There are a few auxiliary signals that the SD card may need to see, but which the ATF750 doesn't have enough output pins to drive by itself. They'll be low-frequency, so you can bit-bang them in the normal way. The most important one is /SS or /CS, depending on naming convention. When not actively accessing the card, deselect it to save power. You'll need to have it selected for it to respond. The card socket may provide a card presence detect signal, which you should be able to read, and maybe a write-protect signal, likewise.
You would then need to talk SD card protocol over that interface. That's all software, and you'd need to do it anyway if you were bit-banging, just more slowly. IIRC there's a page or two on the web detailing practical experience with implementing that in practice. There are enough differences between SDSC, SDHC and SDXC cards that I'd advise you to get a small clutch of bog-standard 2GB SD cards, which use the oldest and simplest version of the protocol.
Finally, don't forget that SD cards are 3.3V devices. If the rest of your machine is 5V, you'll need to insert a level shifter and provide a correct power supply. Not doing so will blow up the card.
65c816 address decoding help
Re: 65c816 address decoding help
Thank you very much for the help! It seems like this is the best solution. One question, though: how should I activate the /CE, /OE, and /WE lines? And are they all necessary? I'm assuming they'd be input pins.
-
DerTrueForce
- Posts: 483
- Joined: 04 Jun 2016
- Location: Australia
Re: 65c816 address decoding help
/CE is the chip enable, or chip select. This is generated by the decoding circuitry.

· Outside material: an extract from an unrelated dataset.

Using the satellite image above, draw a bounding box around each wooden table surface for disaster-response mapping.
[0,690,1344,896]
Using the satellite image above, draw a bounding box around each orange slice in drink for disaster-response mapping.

/RD and /WR are the read and write lines. These are intel-style signals, but they're easy to generate from the 6502's phase-2 and R/W. They're the same signals your ROM and RAM almost certainly use.
/RD and /WR are the read and write lines. These are intel-style signals, but they're easy to generate from the 6502's phase-2 and R/W. They're the same signals your ROM and RAM almost certainly use.
Re: 65c816 address decoding help
DerTrueForce wrote:
/CE is the chip enable, or chip select. This is generated by the decoding circuitry.
/RD and /WR are the read and write lines. These are intel-style signals, but they're easy to generate from the 6502's phase-2 and R/W. They're the same signals your ROM and RAM almost certainly use.
/RD and /WR are the read and write lines. These are intel-style signals, but they're easy to generate from the 6502's phase-2 and R/W. They're the same signals your ROM and RAM almost certainly use.
Re: 65c816 address decoding help
Right. Since the Phi2 clock is an input to the SPI interface anyway (so that the SPI clock can be generated from it), you could also use /CE and R/W to provide a true 65xx style interface. That would look like the one provided by the 6551 and 6522.
Re: 65c816 address decoding help
Skylie33 wrote:
It seems more convenient to use the ATF750CL as I don't think I'd need more than one SPI device. However, I'm not very well informed when it comes to how SD cards work and how I'd program the ATF750CL to read/write the data.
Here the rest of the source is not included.